NEW YORK: FATAL LOOPHOLE LED TO MURDER (Victim’s family, advocates call on lawmakers to place offenders, including those convicted prior to 1996’s Megan’s Law, on the Internet)
Shortly after Faye Cohn, 29, of Schenectady, began dating James Ross, 43, formerly of Central Islip, in 2002, she had heard a rumor that he was a convicted sex offender. People were telling her to leave him alone. Her family said that she did check to state's sex offender registry Web site and did not find his name. That calmed her fears. But last month, Ross, who had been convicted of a 1977 first degree rape as well as violent crimes in Suffolk and Brooklyn, stabbed Cohn to death in a jealous rage at her home with five of her seven children around because she broke up with him and began dating someone else.
Ross is now charged with second degree murder and Cohn's family is calling on Governor George Pataki to conduct hearings to make available the names of sex offenders like Ross, which a court injunction shields from the public eye.
Cohn's mother, Patricia Meunier, spoke at an Albany news conference yesterday, flanked by four daughters and Laura Ahearn, executive director of Stony Brook-based Parents for Megan's Law, which monitors state compliance with the law requiring authorities to say where sex offenders live.
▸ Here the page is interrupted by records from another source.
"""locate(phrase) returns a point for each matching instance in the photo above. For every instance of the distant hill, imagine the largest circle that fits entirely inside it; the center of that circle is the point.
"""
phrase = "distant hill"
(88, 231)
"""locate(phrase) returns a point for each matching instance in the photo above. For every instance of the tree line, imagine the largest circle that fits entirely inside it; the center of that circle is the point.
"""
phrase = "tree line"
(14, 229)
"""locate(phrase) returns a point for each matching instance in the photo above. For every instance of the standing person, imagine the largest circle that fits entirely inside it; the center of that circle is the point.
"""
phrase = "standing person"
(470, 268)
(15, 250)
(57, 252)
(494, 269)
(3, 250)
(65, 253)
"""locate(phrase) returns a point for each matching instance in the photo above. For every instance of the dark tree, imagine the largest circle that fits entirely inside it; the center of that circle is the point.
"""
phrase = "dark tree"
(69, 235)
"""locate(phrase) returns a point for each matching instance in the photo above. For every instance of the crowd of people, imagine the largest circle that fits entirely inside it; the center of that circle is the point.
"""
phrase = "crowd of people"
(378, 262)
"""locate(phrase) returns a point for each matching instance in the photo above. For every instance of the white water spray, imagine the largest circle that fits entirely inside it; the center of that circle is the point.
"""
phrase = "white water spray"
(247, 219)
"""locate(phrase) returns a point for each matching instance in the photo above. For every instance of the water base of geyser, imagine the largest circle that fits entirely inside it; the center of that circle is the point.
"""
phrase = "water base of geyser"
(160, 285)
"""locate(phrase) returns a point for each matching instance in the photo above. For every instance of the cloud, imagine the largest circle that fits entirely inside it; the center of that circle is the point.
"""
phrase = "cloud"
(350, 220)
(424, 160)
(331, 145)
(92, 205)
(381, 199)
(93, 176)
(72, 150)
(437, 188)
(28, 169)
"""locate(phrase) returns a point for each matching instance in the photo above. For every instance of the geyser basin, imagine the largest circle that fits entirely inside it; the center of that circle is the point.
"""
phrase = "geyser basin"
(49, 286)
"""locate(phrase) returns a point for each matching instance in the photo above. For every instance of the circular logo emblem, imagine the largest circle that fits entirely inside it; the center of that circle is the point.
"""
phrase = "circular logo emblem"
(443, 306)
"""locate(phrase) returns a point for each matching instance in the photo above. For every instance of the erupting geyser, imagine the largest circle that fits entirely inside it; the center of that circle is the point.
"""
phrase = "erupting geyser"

Meunier said, It was a senseless murder at the hands of a man who to our correctional system was a Level 3 sex offender. It's a shame that in this day and age when laws are passed and not followed through on - because of money - that my daughter wasn't able to access the information that she was entitled to know and yet, because of that, was brutally murdered.
There are 18,000 registered sex offenders in NYS, but only Level 3 offenders, those in which are considered the most dangerous and the most likely to reoffend, are on the state's Web site, criminaljustice.state.ny.us/nsor/index.htm. A May 1998 injunction bars the posting of 7,900 sex offenders, like Ross, who were convicted before Megan's Law took effect on January 21, 1996.
Ahearn said, A decision was made by someone or a small group of people not to make these hearings a priority, and now Faye Cohn is dead. Ahearn said the hearings have not been held because they would be too expensive. She said, The problem is that Level Threes are being characterized as Level Ones and police can't notify and warn us like they should have warned Faye Cohn.
Through his spokesman, in a statement, Pataki supports pending legislation that would place all registered sex offenders on the Internet.